I would not like to be in TX right now with Hurricane Ike bearing down on me with an empty tank of gas. Although I would be willing to pay anything for a gallon of gasoline, I am told that there is none available. When I ask why, I am told that the price was artifically lowered in KY. All the folks continued their current driving patterns, and as a result there was no gas available in KY to send to TX.
A bit of an overstatement, to be sure, but that is how markets work and how successful businessmen make money. They get the product to those markets that are willing to pay the most for them.
Good personal testimony, MHG.
You underscore the difference between an American conservative and a religiously devoted libertarian.
I just called my favorite gas jockey here in PA. He says the price is now $3.39 and going up by $1 tonight.
I could run my truck on the emmissions from all the verbal flatulence of the Left htese days!

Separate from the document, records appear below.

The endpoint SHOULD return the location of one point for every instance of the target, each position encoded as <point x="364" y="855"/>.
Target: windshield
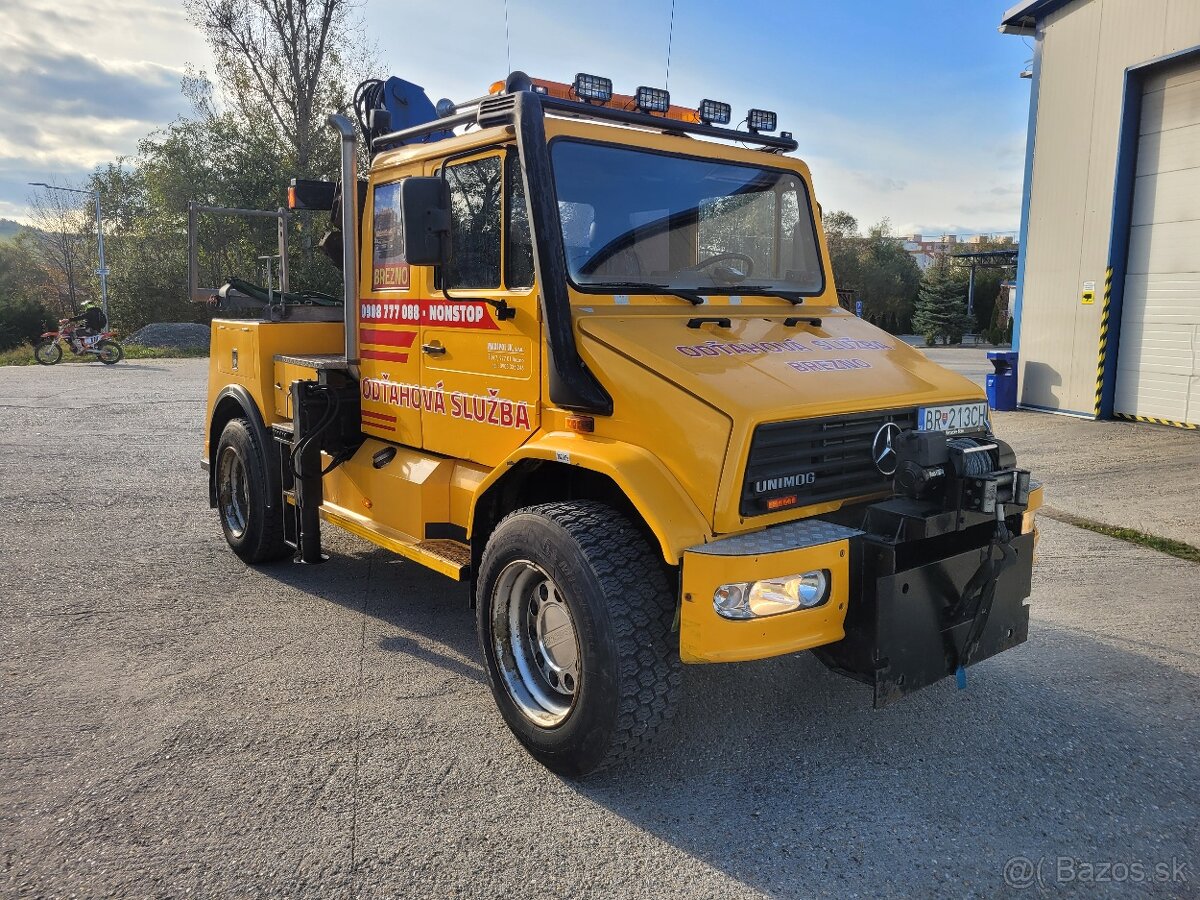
<point x="636" y="219"/>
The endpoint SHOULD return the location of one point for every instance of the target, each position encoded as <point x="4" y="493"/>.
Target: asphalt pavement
<point x="1119" y="473"/>
<point x="175" y="724"/>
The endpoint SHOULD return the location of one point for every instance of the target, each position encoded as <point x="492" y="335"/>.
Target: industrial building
<point x="1108" y="310"/>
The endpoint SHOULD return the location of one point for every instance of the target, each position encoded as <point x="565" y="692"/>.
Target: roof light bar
<point x="761" y="120"/>
<point x="714" y="112"/>
<point x="652" y="100"/>
<point x="592" y="88"/>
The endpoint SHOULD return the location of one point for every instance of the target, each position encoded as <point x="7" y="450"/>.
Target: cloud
<point x="85" y="81"/>
<point x="880" y="183"/>
<point x="55" y="82"/>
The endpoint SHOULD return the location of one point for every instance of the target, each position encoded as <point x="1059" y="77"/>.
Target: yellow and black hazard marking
<point x="1152" y="420"/>
<point x="1104" y="339"/>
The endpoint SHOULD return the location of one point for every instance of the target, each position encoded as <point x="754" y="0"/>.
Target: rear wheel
<point x="575" y="623"/>
<point x="109" y="352"/>
<point x="253" y="529"/>
<point x="48" y="353"/>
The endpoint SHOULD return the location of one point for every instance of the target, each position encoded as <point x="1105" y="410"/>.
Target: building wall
<point x="1085" y="49"/>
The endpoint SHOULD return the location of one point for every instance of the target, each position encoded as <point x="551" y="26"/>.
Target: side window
<point x="519" y="257"/>
<point x="474" y="225"/>
<point x="799" y="259"/>
<point x="389" y="271"/>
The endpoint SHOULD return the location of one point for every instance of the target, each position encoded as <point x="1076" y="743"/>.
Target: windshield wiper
<point x="691" y="297"/>
<point x="791" y="297"/>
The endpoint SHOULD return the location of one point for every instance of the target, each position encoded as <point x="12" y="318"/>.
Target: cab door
<point x="389" y="322"/>
<point x="481" y="328"/>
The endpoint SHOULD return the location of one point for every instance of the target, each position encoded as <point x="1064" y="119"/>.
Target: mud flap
<point x="906" y="630"/>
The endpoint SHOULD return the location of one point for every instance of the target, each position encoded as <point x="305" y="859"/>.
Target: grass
<point x="1163" y="545"/>
<point x="23" y="355"/>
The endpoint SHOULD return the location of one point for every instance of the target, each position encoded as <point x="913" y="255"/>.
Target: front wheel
<point x="252" y="526"/>
<point x="575" y="622"/>
<point x="109" y="352"/>
<point x="48" y="353"/>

Are you trying to tell me that price has no effect on demand? Are you crazy?
“If you need to get down the road, to get to work, you pay anyway.”
And the only reason people ever use gas is to get to work and back, right?
“If you have a heart attack, you go to the hospital, anyway”
The only reason anyone ever goes to the hospital is after they have major complcations, right? Speaking as someone who has worked in an Emergency Room, trust me, people who don’t have to pay for their visits are pretty loose about what constitutes an emergency.
“Government is there to keep powerful interests from being tyrannical. “
Then you say:
“Price gouging profiteering in vital commodities (and the inherent trust that brings it, even if unstated) is tyrannical.”
Where on earth do you get that definition of government or that idea on “price gouging”? How can you have tyrannical control of commodities, unless you are a government?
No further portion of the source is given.